KUALA LUMPUR: Huawei Malaysia has donated four technology solutions to the Ministry of Health to support the country's efforts to fight the Covid-19 pandemic.
Huawei Malaysia said the solutions will enable healthcare experts to work with frontline medical professionals to conduct remote online consultations with patients and enhance the effectiveness of diagnosis and treatment.
The solutions would also ensure there is continuous communication in real-time between the government and public hospitals, via its video conferencing and wireless connectivity capabilities, Huawei Malaysia said in a statement today.
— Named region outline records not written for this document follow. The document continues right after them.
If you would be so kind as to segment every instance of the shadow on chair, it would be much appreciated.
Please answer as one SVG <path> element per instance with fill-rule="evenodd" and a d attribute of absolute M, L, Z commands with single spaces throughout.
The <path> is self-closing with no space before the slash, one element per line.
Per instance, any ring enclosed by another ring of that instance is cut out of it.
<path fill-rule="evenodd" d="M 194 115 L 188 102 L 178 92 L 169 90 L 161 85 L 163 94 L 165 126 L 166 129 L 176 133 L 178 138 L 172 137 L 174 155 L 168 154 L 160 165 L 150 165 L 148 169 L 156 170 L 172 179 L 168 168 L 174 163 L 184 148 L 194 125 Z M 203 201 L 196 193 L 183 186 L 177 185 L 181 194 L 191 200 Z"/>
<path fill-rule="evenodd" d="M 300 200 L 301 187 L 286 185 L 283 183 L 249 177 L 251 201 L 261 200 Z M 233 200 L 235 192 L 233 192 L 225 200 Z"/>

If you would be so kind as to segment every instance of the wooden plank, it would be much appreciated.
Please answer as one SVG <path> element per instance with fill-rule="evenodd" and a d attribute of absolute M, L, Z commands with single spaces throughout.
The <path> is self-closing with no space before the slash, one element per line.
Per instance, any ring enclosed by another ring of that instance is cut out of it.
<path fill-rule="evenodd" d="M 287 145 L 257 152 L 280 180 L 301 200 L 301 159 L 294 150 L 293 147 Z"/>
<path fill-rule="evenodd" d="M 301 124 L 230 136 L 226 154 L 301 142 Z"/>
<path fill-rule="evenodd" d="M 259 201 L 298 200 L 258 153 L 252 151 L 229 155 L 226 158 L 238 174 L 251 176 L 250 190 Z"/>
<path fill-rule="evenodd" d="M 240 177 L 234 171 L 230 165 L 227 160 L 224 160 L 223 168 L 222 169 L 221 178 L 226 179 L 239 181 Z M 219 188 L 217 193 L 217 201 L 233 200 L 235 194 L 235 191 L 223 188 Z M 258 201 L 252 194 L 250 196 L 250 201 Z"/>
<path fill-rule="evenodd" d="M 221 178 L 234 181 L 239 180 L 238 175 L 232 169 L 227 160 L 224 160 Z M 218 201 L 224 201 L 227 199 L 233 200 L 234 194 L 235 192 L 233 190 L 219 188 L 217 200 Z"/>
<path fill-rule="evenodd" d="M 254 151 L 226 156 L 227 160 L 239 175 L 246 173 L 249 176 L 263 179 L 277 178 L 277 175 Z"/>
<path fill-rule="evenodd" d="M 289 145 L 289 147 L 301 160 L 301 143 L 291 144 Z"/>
Health Minister Datuk Seri Dr Adham Baba said the ministry was grateful for Huawei Malaysia’s help, especially to the front-liners of healthcare professionals during the trying hour.
“Through their donation, we continue to press forward in curbing this pandemic as fast as possible,” Adham said in the statement.
Huawei Malaysia chief executive officer Michael Yuan said the four solutions were Huawei Telemedicine Video Conference, Hospital Wireless Network Communication Solution, AI Cloud Auto Detection Solution and Nova 7i smartphones (200 units).
Yuan said the video conference solution would provide secure, professional, and reliable audio for all the quarantine hospitals to have a real-time video conference and collaboration with the Ministry of Health.
The Hospital Wireless Network Communication Solution will provide wireless network coverage for hospitals, wards and emergency medical tents.
“With Huawei 5G-powered unique antenna and algorithm technologies, Huawei wireless network communication can provide services with no waiting time and achieve no packet loss during roaming.
“This allows various users, including doctors in diagnostic rooms, nurses in wards and epidemic emergency teams to utilise the high-speed network connection in their fight against Covid-19,” he said.
The AI solution leverages core cloud services such as cloud-network synergy, Big Data and artificial intelligence of Huawei Cloud and its partners.
It will enable early detection and diagnosis so that hospitals can swiftly identify the infected patients for early quarantine and receive early treatment.